“L’enquête en cause n’était ni nécessaire dans une société démocratique ni proportionnée à l’objectif poursuivi au sens de la jurisprudence de la CEDH (Cour européenne des droits de l’homme)” sur la liberté de la presse, a jugé le tribunal.

“Atteinte à la liberté d’expression”

Selon les juges, cette enquête “constituait donc une ingérence dans la liberté d’expression (…) d’autant plus grave que le risque de violation du secret des sources ne peut être appréhendé que dans des cas exceptionnels”. Avec l’assignation de Mediapart, l’Etat a été condamné à verser à la zone d’enquête un euro à titre de « réparation intégrale de son préjudice », auquel s’ajoutent 10 000 euros en application de l’article 700 du code de procédure civile (frais de justice), avec une ordonnance pour l’exécution provisoire de la décision. Le tribunal de Nanterre a rejeté la demande de publication sur le site du ministère de la Justice sollicitée par Mediapart.
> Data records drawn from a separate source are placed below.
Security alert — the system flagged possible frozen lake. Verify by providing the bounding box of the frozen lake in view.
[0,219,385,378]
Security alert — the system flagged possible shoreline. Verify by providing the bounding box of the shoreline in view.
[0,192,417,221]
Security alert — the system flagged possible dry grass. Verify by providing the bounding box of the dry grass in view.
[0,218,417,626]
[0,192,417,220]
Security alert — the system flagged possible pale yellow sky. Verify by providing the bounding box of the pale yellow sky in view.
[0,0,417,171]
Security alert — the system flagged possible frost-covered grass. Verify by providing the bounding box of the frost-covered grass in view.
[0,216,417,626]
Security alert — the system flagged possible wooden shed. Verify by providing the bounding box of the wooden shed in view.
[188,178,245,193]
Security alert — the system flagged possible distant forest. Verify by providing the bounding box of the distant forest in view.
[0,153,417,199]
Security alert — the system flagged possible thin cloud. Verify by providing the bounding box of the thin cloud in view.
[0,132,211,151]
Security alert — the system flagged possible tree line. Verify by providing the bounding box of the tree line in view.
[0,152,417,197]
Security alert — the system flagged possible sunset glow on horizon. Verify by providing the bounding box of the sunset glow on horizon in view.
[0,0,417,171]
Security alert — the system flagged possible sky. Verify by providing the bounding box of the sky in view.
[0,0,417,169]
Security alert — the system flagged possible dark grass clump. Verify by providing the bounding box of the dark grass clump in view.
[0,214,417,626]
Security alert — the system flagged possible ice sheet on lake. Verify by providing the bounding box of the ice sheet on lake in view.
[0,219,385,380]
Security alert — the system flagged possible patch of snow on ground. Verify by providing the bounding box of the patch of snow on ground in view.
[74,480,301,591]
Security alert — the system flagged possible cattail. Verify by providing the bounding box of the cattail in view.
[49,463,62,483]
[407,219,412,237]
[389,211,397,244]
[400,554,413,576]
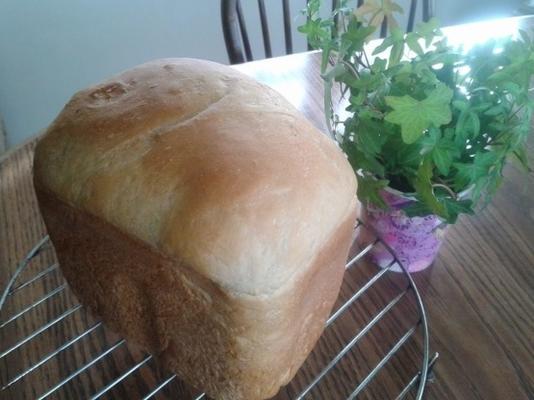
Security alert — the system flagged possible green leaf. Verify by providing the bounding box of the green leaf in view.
[414,159,448,218]
[385,85,452,143]
[357,175,389,208]
[341,19,376,54]
[356,119,387,156]
[432,145,452,176]
[341,141,385,176]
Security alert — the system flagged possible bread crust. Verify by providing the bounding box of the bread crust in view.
[34,59,358,400]
[36,187,356,400]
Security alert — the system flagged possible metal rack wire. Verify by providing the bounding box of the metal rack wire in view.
[0,221,438,400]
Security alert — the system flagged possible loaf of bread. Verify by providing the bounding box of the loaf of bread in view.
[34,59,358,400]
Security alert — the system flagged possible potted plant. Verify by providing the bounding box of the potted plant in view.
[299,0,534,271]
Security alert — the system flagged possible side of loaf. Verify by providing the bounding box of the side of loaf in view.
[34,59,358,400]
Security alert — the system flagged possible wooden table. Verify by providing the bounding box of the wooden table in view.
[0,18,534,400]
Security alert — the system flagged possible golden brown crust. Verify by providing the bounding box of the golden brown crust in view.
[34,59,357,400]
[35,59,356,295]
[36,186,355,400]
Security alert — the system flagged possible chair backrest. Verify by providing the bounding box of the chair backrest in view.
[221,0,433,64]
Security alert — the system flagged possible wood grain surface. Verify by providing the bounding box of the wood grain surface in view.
[0,18,534,400]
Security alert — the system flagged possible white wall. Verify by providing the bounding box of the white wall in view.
[0,0,520,146]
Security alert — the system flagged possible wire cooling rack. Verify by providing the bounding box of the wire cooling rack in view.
[0,222,438,400]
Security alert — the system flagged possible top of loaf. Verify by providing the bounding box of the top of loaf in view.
[34,59,356,295]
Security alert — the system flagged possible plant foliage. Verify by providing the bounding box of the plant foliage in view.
[299,0,534,223]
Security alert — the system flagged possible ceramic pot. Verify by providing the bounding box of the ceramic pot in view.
[362,189,447,272]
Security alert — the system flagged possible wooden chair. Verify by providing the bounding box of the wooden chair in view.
[221,0,433,64]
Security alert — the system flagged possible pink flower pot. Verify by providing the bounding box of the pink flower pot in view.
[362,190,447,272]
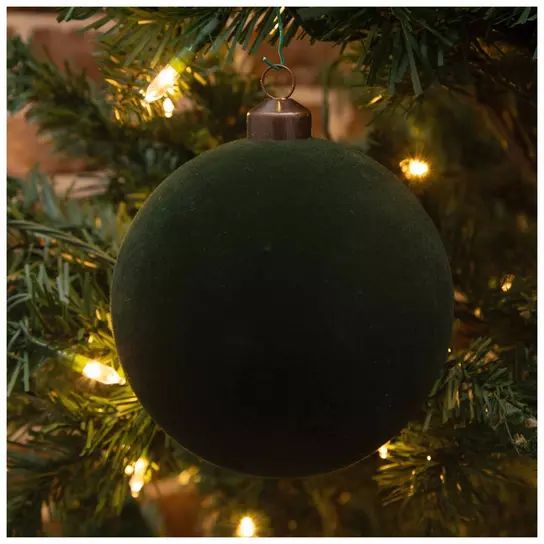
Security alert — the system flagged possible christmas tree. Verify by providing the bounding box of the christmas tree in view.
[7,7,537,536]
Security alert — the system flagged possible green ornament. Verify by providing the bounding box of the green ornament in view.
[112,139,453,477]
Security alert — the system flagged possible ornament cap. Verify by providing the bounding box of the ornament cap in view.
[247,64,312,140]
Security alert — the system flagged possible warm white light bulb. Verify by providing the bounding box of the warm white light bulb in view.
[501,274,514,293]
[83,361,124,385]
[378,442,389,459]
[145,64,179,102]
[162,97,176,118]
[399,158,431,180]
[125,457,149,497]
[236,516,257,538]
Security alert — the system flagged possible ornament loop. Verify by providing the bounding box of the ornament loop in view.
[261,64,296,100]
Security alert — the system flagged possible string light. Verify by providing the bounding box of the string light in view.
[125,457,149,497]
[82,361,125,385]
[399,157,430,180]
[501,274,515,293]
[367,94,383,106]
[162,97,175,118]
[236,516,257,538]
[268,6,285,36]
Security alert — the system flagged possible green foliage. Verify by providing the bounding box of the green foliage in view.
[8,37,258,206]
[59,7,536,100]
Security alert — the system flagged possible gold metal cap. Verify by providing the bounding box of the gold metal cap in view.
[247,64,312,140]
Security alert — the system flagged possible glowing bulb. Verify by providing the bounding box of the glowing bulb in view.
[162,97,175,117]
[125,457,149,497]
[378,442,389,459]
[82,361,125,385]
[236,516,257,538]
[145,64,179,102]
[399,158,430,180]
[501,274,515,293]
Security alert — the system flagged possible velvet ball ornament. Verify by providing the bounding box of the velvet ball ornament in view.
[112,139,453,477]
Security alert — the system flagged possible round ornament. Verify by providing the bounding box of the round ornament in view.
[112,68,453,477]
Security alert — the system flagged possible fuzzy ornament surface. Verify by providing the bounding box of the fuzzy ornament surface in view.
[112,139,453,477]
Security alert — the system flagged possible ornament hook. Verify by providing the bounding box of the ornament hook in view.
[261,64,296,100]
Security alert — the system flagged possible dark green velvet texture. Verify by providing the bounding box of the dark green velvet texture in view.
[112,140,453,476]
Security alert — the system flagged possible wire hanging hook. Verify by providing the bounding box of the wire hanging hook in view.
[263,8,285,70]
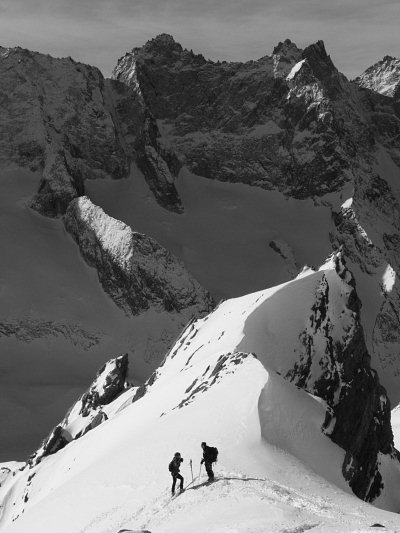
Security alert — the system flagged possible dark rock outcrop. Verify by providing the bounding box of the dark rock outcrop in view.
[286,254,395,501]
[0,48,129,216]
[65,197,212,315]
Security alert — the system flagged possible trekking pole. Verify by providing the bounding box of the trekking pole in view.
[189,459,194,483]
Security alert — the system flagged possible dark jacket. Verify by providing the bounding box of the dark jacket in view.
[169,457,183,475]
[203,446,214,463]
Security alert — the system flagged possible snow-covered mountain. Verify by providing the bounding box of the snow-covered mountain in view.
[1,255,400,533]
[0,34,400,533]
[355,56,400,96]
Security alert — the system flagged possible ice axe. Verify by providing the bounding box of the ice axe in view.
[189,459,194,483]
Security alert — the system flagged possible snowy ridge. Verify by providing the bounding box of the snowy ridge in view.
[2,251,400,533]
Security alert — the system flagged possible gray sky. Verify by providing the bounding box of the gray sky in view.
[0,0,400,77]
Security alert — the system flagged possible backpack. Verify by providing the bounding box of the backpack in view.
[208,446,218,463]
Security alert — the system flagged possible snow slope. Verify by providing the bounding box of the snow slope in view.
[0,169,209,460]
[86,166,334,299]
[0,256,400,533]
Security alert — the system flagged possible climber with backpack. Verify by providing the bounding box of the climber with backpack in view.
[168,452,183,496]
[200,442,218,481]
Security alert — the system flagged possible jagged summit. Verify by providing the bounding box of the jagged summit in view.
[354,55,400,96]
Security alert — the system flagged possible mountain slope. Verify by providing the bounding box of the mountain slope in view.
[355,56,400,96]
[2,255,400,533]
[0,169,210,460]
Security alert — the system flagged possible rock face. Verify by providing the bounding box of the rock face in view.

Retour sur l’affaire Benalla

Le 31 janvier 2019, le site avait publié des extraits audio d’une conversation entre l’ancien directeur de projet de l’Elysée Alexandre Benalla et l’ancien employé d’En Marche ! Vincent Crase daté du 26 juillet, quatre jours après avoir été inculpé dans l’affaire d’agression du 1er mai 2018 et en violation de leur contrôle judiciaire. Dans les jours qui ont suivi, le parquet de Paris a ouvert une enquête pour “détention illégale d’appareils ou dispositifs techniques susceptibles de permettre la surveillance des télécommunications ou des conversations” et “atteinte à la vie privée”. Dans ce contexte, deux procureurs et trois policiers avaient tenté de perquisitionner les locaux de Mediapart, afin de restituer les enregistrements, une initiative vivement dénoncée par le site, plusieurs médias et l’opposition.

“Dommages inhabituels, spéciaux et graves”

Pour le tribunal de Nanterre, ces perquisitions « comportaient nécessairement un accès au support et à ses éventuelles métadonnées susceptibles de permettre, directement ou non, l’identification de la source », entraînant « le risque, sans doute réduit par rapport à ce qui est mentionné, mais toujours une cible potentielle pour la divulgation accidentelle d’autres sources ». “En raison de la nature de la liberté exercée et de l’atteinte à l’un de ses piliers, la disproportion soutenue implique à elle seule l’existence d’un préjudice anormal, particulier et grave”, ont affirmé les juges. A l’époque, le président du site Edwy Plenel avait rappelé qu’avant l’effort d’enquête, Mediapart s’était engagé à remettre une copie des enregistrements à la justice, ce que le site a fait le 4 février 2019.

“Décision historique” pour l’avocat de Mediapart

Interrogé par l’AFP, le parquet de Paris s’est refusé à tout commentaire. “Nous nous félicitons de cette décision historique, qui consacre la liberté d’information et rappelle aux autorités judiciaires que la presse est un lieu où l’on ne va pas en toute impunité”, a déclaré à l’AFP Me Emmanuel Tordjman, avocat de Mediapart. “Comme la liberté d’expression, les médias sont protégés et ne peuvent être touchés qu’avec prudence et proportionnalité”, a-t-il déclaré. “En validant l’abus de pouvoir de l’Etat, (la décision) rappelle la nécessité vitale, en démocratie, d’une justice indépendante et d’une presse libre”, a réagi sur le site de Mediapart Edwy Plenel, son président et co-fondateur.